Pages

Monday, March 28, 2011

Herodotus, 8: The Battle of Salamis

Retreating after the eventual loss at Thermopylae, the Hellenes try to determine their next course.  The Spartans, Argives, and Achaians build a wall across the Isthmus of Corinth to protect Peloponnesia.  All the residents of Athens are evacuated to the island of Salamis.

The Persian army sacks Athens, while the Persian navy surrounds the island.  Xerxes is advised to simply wait them out, and victory will be his.  Meanwhile, the Hellenes cannot come to an agreement about what to do next.  So Themistokles from Athens secretly sends a messenger to Xerxes, pretending to have changed sides, and encouraging him to begin a final battle he is expected to win.  This message convinces Xerxes to abandon his strategy of patience, and his action then convinces the Hellenes to pull together to fight.

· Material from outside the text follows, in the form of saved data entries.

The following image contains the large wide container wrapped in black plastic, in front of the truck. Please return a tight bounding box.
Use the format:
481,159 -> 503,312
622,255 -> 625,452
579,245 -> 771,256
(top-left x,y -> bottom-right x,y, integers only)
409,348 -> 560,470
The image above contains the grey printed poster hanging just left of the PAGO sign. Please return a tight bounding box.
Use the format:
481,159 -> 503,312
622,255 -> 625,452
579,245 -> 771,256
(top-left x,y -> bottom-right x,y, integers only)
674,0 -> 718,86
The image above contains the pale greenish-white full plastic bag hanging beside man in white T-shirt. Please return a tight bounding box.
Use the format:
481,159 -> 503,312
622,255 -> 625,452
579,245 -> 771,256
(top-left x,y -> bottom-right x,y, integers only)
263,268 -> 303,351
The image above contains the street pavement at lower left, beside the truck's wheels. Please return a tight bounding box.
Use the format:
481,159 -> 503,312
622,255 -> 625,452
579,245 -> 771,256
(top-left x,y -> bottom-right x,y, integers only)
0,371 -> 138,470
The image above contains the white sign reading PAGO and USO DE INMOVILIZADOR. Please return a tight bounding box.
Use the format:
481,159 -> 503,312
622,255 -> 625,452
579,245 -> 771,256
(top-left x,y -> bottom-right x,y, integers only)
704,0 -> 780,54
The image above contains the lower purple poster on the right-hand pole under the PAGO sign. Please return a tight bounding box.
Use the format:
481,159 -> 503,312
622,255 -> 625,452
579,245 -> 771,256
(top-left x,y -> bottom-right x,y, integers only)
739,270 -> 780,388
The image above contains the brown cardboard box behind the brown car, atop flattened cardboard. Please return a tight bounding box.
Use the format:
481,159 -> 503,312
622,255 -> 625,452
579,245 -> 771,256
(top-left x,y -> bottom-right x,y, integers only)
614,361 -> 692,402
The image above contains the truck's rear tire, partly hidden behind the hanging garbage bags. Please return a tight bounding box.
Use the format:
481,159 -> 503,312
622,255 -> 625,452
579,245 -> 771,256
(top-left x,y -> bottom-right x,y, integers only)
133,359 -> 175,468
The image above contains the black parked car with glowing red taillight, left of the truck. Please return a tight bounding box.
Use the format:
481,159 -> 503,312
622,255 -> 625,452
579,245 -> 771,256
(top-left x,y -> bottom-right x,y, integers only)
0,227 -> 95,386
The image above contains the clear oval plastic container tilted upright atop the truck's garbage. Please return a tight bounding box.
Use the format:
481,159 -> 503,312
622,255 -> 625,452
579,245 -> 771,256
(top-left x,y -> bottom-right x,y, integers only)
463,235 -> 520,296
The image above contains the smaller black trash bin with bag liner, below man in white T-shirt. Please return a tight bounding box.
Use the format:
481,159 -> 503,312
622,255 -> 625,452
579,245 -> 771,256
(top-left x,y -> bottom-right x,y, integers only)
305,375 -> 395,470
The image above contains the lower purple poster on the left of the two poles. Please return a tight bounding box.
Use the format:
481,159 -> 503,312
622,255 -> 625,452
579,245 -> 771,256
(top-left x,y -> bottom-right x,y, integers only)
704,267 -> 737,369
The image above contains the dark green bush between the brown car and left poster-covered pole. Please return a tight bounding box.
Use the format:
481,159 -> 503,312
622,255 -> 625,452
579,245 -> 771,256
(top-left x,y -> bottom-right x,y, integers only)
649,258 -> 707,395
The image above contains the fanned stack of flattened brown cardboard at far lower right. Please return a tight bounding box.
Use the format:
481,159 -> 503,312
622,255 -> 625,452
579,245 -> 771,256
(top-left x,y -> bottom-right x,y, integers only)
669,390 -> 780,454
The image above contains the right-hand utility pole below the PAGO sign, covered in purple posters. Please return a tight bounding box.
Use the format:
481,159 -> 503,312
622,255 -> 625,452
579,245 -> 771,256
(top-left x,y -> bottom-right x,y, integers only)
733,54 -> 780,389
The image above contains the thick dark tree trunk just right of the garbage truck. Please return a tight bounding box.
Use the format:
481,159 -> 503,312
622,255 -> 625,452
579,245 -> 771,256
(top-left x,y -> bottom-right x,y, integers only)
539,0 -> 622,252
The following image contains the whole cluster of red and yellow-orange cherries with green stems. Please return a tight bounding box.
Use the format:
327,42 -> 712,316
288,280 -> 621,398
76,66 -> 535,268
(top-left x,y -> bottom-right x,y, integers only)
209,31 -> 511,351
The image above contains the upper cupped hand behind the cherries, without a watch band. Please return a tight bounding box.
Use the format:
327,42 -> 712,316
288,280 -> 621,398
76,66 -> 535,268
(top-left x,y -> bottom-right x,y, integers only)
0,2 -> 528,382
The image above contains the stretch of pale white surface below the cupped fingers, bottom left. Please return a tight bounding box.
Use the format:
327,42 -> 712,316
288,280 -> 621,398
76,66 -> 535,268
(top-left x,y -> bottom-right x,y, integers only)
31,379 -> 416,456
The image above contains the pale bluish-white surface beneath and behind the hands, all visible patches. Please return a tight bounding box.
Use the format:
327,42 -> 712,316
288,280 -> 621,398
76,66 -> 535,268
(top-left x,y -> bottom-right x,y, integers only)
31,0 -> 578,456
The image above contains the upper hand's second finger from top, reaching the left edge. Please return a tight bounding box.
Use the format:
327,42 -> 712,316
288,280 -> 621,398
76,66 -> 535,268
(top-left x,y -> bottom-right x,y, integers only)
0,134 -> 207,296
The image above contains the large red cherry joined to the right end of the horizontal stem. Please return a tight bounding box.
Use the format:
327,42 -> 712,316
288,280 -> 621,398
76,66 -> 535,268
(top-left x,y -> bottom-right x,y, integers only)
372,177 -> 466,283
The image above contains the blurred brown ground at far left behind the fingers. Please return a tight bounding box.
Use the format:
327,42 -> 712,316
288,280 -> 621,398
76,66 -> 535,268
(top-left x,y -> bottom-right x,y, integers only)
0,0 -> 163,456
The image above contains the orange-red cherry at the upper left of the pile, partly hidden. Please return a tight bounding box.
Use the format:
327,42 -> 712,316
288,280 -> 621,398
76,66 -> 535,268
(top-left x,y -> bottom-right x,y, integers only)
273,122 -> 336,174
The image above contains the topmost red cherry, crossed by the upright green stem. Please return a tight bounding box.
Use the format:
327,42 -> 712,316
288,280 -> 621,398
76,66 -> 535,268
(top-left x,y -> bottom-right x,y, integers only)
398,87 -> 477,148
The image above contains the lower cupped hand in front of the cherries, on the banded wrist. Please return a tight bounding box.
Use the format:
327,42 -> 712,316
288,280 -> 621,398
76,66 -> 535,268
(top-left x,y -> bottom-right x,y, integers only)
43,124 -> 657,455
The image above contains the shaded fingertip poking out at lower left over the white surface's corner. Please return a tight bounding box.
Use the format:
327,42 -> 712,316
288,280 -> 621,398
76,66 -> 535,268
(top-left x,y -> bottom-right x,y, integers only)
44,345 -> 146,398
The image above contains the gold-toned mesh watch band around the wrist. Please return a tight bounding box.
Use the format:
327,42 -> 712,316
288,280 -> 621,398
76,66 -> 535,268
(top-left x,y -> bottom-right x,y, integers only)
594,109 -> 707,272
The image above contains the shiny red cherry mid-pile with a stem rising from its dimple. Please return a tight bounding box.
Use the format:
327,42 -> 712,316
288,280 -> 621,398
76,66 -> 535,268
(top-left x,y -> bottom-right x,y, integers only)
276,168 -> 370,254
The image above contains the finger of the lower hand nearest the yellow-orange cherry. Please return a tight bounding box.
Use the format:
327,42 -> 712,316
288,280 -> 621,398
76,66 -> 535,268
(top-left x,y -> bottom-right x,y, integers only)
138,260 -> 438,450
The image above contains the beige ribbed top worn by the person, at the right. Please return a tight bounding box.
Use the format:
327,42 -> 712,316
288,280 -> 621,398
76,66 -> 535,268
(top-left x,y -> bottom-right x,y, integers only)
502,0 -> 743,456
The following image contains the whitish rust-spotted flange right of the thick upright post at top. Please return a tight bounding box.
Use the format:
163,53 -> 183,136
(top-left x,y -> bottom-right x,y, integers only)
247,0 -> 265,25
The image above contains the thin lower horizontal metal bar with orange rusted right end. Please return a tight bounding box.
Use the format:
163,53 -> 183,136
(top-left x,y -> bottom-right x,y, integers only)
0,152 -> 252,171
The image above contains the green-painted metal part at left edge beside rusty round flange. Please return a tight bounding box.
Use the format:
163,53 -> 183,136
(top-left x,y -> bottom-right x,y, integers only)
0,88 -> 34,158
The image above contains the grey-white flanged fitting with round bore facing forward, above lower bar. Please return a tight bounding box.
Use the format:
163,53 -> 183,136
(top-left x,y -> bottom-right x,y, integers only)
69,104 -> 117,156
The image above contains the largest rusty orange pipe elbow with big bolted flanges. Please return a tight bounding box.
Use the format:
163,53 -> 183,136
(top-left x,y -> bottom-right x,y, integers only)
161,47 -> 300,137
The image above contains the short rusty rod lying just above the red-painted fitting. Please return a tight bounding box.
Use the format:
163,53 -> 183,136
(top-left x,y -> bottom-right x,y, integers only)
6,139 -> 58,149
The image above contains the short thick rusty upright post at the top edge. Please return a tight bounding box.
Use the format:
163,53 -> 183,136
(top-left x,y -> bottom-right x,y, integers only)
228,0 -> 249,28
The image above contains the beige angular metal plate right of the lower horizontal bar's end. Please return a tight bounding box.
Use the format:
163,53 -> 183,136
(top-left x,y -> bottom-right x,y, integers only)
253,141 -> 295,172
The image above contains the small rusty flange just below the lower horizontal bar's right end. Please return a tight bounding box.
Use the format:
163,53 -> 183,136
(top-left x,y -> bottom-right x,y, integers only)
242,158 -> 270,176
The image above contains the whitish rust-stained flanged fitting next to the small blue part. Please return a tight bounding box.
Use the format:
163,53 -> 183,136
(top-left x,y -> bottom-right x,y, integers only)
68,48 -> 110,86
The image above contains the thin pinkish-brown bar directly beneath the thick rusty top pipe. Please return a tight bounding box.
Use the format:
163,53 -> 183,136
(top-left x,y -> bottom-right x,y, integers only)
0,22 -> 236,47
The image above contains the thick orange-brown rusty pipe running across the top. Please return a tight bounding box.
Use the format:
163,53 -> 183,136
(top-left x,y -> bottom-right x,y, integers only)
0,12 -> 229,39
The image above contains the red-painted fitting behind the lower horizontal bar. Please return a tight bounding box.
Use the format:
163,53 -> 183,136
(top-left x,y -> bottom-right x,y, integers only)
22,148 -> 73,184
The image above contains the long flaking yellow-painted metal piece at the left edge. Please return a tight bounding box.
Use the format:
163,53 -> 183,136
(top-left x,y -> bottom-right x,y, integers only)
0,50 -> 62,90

The battle is a massacre in favor of the Greeks, who have well-developed naval tactics while the Persian ships all act at odds with one another.

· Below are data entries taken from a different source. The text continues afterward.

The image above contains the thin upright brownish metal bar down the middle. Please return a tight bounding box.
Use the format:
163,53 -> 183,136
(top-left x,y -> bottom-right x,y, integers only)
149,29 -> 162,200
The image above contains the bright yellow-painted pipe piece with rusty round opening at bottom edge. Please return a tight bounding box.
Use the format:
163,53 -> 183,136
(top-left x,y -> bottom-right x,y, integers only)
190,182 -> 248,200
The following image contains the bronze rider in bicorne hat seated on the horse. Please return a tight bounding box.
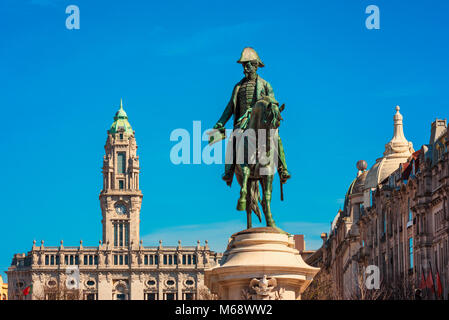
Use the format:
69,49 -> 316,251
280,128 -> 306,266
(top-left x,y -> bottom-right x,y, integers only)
214,47 -> 290,186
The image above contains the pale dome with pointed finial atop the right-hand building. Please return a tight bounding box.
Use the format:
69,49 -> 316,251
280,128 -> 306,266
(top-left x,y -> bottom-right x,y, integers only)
364,106 -> 415,189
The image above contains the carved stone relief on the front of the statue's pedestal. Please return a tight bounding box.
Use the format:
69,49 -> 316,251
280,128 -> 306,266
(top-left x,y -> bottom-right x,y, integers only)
242,275 -> 285,300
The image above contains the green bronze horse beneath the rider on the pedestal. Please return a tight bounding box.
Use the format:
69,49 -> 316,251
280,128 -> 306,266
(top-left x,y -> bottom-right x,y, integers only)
234,100 -> 284,229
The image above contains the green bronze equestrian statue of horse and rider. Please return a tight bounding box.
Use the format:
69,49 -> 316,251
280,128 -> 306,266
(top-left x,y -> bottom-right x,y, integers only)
209,47 -> 290,228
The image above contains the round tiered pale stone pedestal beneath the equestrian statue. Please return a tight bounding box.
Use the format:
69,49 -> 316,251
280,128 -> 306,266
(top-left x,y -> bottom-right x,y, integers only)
204,227 -> 320,300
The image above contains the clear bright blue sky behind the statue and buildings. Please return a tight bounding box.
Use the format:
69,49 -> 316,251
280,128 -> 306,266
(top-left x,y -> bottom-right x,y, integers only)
0,0 -> 449,275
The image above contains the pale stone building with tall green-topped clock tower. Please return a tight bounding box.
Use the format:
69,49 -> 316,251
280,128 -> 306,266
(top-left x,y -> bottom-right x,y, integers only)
7,103 -> 221,300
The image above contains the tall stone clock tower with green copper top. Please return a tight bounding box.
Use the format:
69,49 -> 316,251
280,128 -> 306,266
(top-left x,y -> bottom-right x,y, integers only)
100,100 -> 142,248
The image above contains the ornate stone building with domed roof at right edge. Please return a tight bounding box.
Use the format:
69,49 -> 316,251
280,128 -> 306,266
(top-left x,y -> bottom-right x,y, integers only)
306,107 -> 449,299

Xerxes, chastised, leaves an army of 300,000 with the commandor Mardnios and returns to Persia with the rest.  Many die of hunger and sickness on the way home.  At one point, Xerxes was in peril on a ship during a storm, and the helmsman through most of the Persian soldiers overboard to steady the ship.  Xerxes rewarded him with a crown for saving his life, then beheaded him for killing so many soldiers.  (Herodotus seriously doubts this story.)

Mardonios tries to buy off the Athenians without a fight.  They string him along for a bit, long enough for the Spartans, panicking, to send envoys to find out what's going on.  The Athenians calmly tell off the Persians, and tell off the Spartans for good measure (8.143):
The Athenians first answered Alexandros as follows: "We ourselves are already well aware that the forces of the Mede are many times greater than our own, so there is no need to admonish us about that.  Nevertheless, we shall defnd ourselves however we can in our devotion to freedom.  So do not attempt to seduce us into an agreement with the barbarian, since we shall not be persuaded.  Report back to Mardonios that the Athenians say: 'As long as the sun continues on the same course as it now travels, we shall never come to an agreement with Xerxes.  Trusting in the gods and heroes as our allies (for whom he showed no respect when he burned their homes and images), we shall advance against him and defend ourselves.'  As for you, Alexandros, in the future, do not appear before the Athenians with speeches such as this one, nor pretend to be doing us a favor while encouraging us to commit deeds that violate all tradition.  For we would not want you, our proxenos and friend, to suffer anything unpleasant at the hands of the Athenians.
After giving this answer to Alexandros, they turned to address the messengers from Sparta: 'It was quite natural for the Lacedaemonians to fear we would come to an agreement with the barbarian, but nevertheless, we think it disgraceful that you became so frightened, since you are well aware of the Athenians' disposition, namely, that there is no amount of gold anywhere on earth so great, nor any country that surpasses others so much in beauty and fertility, that we would accept it as reward for medizing and enslaving Hellas.'"

Notables: Artemisia was a female commander in Xerxes army.  At one point, her ship was pinned in by the surrounding Persian ships while pursued by a Greek ship.  To escape, she rammed a Persian ship, causing the pursuit to cease while Xerxes looked on, impressed.

8.98:
As Xerxes was doing all this, he also sent a courier to Persia to report his present misfortune.  There is nothing that travels faster, and yet is mortal, than these couriers; the Persians invented this system, which works as follows.  It is said that there are as many horses and men posted at intervals as there are days required for the entire journey, so that one horse and one man are assigned to each day.  And neither snow nor rain nor heat nor dark of night keeps them from completing their appointed course as swiftly as possible.  The first courier passes on the instructions to the second, the second to the third, and from there they are transmitted from one to another all the way through,  just as the torchbearing relay is celebrated by the Hellenes in honor of Hephaistos.  The Persians call this horse-posting system the angareion.
The Persians invented the Pony Express, and Herodotus wrote the U.S. Postal Service Creed.  Son of a bitch.